Teachers should also be engaged to educate the inmates and re-establish their social and family connections.
They would need psychological rehabilitation to deal with their anxieties, depressions and hatred, he added. He also underscored the need for vocational trainings of the de-radicalised ones so that they could get jobs.
Inspector General of Prisons Brig Gen Syed Iftekhar Uddin recently told The Daily Star, “Our apprehension is that we are keeping all militants of a certain organisation together in group.” Talking to them it was assumed that only two or three out of around 50 militants were diehards. So they are being motivated inside the jail by the hardcore ones, he said.
“We need to identify the less radicalised and separate them from the diehard ones. But how can I do this as I don't have enough space inside jails,” the IG prisons added.
He said for a de-radicalisation programme, steps from the government with proper resources were needed. “It needs a coordinated effort … ,” he said.
Asked if he had sent any proposal for such an effort, he said he often shares his views with agencies like the DGFI but none have yet come up with ways to go forward with this.
According to jail sources around 750 militants are in 68 jails across the country and 41 of them are on death rows.

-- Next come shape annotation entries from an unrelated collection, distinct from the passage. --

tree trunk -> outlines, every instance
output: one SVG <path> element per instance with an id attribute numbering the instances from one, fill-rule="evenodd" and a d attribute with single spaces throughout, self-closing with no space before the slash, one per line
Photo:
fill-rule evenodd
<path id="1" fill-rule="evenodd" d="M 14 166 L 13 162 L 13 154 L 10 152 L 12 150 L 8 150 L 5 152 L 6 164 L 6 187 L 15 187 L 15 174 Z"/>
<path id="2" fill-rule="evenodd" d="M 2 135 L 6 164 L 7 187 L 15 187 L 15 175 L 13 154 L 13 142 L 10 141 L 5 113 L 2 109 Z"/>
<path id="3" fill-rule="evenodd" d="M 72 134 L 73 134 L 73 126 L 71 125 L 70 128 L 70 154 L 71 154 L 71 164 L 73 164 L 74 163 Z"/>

Today is the 12th anniversary of the series bomb blast. Banned JMB on this day in 2005 carried out an orchestrated attack and exploded 459 bombs in 63 districts in just half an hour.
Following the attack, 159 cases were filed and investigators pressed charges in 149 of them accusing 1,106 militants. Final reports were placed in the rest 10 cases, said Assistant Inspector General (intelligence and special affairs) Md Moniruzzaman of Police Headquarters.
Verdicts in 93 cases have been delivered in which 334 JMB leaders and activists were convicted and 349 acquitted.
Many of the 349 acquitted were arrested later on and kept with the JMB militants in jails, said an official wishing not to be named.
Tariqul Islam Tareq on August 8 was sentenced to 20 years' imprisonment by a Tangail court in another case filed for the series bomb blast in Tangail town.